People disappoint us. Plans fail. Relationships shift. Our own mind changes.
And because we were holding so tightly, we suffer.
Nāgārjuna invites us to loosen our grip.
Suppose someone insults you.
Immediately, the mind says: “They disrespected me.”
But who is this “me” that was insulted?
Is it your body? Your memories? Your job? Your reputation?
When you look closely, the self you are protecting is not fixed at all.
Likewise, the other person’s words are not fixed either. Perhaps they were tired, angry, afraid, or misunderstood.
The entire situation is a web of conditions.
When we see this, the anger softens.
This does not mean becoming passive or weak. It means becoming less trapped by rigid ideas.
The Two Truths
Nāgārjuna taught that there are two ways of understanding reality.
The first is conventional truth.
Conventionally, there are people, houses, trees, and conversations. We use language and concepts because they are useful.
The second is ultimate truth.
Ultimately, none of these things has an independent essence.
A “tree” is only a name we give to a constantly changing process of roots, water, sunlight, and growth. A “person” is only a name for a flow of body, thoughts, emotions, and memories.
Both truths matter.
Without conventional truth, we could not live.
Without ultimate truth, we become trapped in the illusion that things are permanent and separate.
Wisdom means holding both truths at once.
You can still love people, care about your work, and pursue your goals.
But you stop treating them as permanent foundations.
You hold them gently.
The Raft Across the River
The Buddha once compared his teaching to a raft.
Imagine you need to cross a dangerous river. You build a raft, use it to reach the other side, and survive.
Would you then carry the raft on your back forever?
Of course not.
The raft was useful, but only for crossing.
Nāgārjuna believed many Buddhist schools had forgotten this.
They had turned the raft into a throne.
They clung to ideas, doctrines, and systems as if these were permanent truths.
But Buddhism was never meant to provide certainty.
It was meant to help people cross the river of suffering.
Even emptiness itself is only a tool.
Nāgārjuna warns that if we turn emptiness into another belief, we miss the point.
He famously wrote:
“Emptiness is the remedy for all views. But those who hold emptiness as a view are incurable.”
This may be the most radical part of his teaching.
Even his own philosophy must eventually be let go.
How Nāgārjuna Saved Buddhism
Nāgārjuna saved Buddhism because he made it impossible to trap.
Critics tried to corner Buddhism by demanding a fixed position.
Nāgārjuna refused to give them one.
He showed that every rigid position contains contradictions.
By doing this, he returned Buddhism to its original purpose: not to explain the universe, but to free people from suffering.

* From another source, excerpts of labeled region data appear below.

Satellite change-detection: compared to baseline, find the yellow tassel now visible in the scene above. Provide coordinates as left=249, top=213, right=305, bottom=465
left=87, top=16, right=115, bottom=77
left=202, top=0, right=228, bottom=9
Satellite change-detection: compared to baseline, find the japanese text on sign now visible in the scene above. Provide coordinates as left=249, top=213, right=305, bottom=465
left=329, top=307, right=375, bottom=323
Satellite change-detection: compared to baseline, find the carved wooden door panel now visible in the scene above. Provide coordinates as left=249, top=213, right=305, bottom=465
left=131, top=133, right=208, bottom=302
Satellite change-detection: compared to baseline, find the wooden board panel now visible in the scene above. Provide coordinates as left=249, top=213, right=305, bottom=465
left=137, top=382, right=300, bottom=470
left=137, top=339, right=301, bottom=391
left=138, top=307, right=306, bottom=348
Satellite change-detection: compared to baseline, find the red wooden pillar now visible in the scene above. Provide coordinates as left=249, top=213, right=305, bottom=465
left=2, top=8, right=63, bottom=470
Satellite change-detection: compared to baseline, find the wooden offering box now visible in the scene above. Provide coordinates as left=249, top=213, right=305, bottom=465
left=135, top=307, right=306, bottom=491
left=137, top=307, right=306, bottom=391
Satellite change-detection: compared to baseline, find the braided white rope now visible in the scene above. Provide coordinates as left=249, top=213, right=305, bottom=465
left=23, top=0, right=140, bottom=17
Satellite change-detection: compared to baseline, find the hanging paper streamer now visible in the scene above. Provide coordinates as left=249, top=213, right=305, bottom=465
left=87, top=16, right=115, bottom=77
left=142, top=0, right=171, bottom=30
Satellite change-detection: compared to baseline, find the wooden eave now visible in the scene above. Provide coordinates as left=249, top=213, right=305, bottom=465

His influence spread across Asia.
Zen Buddhism absorbed his rejection of fixed concepts. Koans such as “What is the sound of one hand clapping?” reflect the same logic.
Tibetan Buddhism made Nāgārjuna’s philosophy central to its training.
Even today, Buddhist monks spend years studying his writings.
Modern philosophers have also noticed the similarities between Nāgārjuna and thinkers like Ludwig Wittgenstein, who argued that many philosophical problems arise because language itself confuses us.
Nāgārjuna saw this nearly two thousand years earlier.
Nothing Beneath
The deepest lesson of Nāgārjuna is not that there is nothing.
It is that there is nothing fixed.
The self is changing.
The world is changing.
Every certainty is temporary.
At first, this can feel frightening.
We want solid ground.
But Nāgārjuna suggests that freedom begins when we stop demanding it.
The ground was never there.
And somehow, we have been walking anyway.
The strongest position is no position at all.